Can you blame someone who makes $8 an hour when it costs half of that for one gallon of fuel?
 

JSt0rm

Lifer
Sep 5, 2000
27,399
3,947
126
I think some people are perfectly fine taking welfare, even if they must game the system to do so. Others would be embarrassed or ashamed to be on it. I don't know if it's properly described as 'principals', or 'culture' or what.

I've seen many examples of people who are perfectly fine with claiming disability (and the gov benefits) then turn around and try to get work under the table (or off the books) to augment the disability benefits.

I've seen plenty of people who game the system. Almost all small business have cycles. Some owners will lay off themselves or their wife/family member so they can collect unemployment benefits. Of course that person remains working, just not getting an official paycheck. Some will lay themselves off and go do self-employed type contracting work that is never reported.

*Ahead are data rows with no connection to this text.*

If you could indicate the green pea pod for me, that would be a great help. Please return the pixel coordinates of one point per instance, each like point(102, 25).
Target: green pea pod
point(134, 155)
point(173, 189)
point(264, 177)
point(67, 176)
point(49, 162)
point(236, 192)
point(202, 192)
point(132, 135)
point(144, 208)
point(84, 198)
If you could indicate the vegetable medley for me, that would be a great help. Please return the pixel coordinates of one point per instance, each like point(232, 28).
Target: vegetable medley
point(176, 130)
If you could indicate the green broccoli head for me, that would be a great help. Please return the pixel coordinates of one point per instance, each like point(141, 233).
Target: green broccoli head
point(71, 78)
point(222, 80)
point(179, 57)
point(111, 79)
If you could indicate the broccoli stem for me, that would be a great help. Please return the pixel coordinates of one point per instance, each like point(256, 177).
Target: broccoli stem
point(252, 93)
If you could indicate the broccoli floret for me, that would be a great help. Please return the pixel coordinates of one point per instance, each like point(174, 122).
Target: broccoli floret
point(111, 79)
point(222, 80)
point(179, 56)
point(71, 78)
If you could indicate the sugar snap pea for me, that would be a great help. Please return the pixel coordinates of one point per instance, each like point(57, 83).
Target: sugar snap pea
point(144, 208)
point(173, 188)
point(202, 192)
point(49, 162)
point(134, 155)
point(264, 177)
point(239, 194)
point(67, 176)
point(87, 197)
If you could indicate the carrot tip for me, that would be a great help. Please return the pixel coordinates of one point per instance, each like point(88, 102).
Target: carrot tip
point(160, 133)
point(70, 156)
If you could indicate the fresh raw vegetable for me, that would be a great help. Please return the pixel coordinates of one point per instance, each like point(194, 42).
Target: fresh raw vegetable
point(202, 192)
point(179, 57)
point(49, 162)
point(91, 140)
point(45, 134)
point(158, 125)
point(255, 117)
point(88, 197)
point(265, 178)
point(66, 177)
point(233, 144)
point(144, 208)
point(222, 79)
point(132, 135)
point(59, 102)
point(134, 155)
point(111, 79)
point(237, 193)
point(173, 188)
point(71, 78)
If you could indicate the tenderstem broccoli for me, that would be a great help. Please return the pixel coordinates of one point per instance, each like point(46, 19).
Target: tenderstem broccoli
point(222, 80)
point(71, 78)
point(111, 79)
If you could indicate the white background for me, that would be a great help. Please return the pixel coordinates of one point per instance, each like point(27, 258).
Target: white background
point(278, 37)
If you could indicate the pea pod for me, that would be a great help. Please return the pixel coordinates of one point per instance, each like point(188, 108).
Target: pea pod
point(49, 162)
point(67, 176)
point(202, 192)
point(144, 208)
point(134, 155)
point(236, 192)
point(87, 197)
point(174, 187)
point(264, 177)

I've seen couples with children who remain unmarried specifically to get benefits. The 'husband' has a decent paying job and the 'wife' remains unemployed. She claims the kids (not him) thus gets good welfare benefits all the while living in a nice home the 'husband' pays for from his salary.
---------------

As to OP's point - yes, this has been for a long time. It's not hard to see that if make benefits good enough some will choose that over employment. And some will claim the benefits then go work on the side receiving unreported money.

Fern

got any more of these ideas :cool:
 

ShawnD1

Lifer
May 24, 2003
15,987
2
81
With transportation costs getting to a job going through the roof I can understand why a lot of people have given up.

Can you blame someone who makes $8 an hour when it costs half of that for one gallon of fuel?
They could try riding the bus.

I have a good job, i own a car, but i still bus to work. The only people who cant are rich fucks in the suburbs or guys making 80k per year at some chemical plant or refinery outside of town.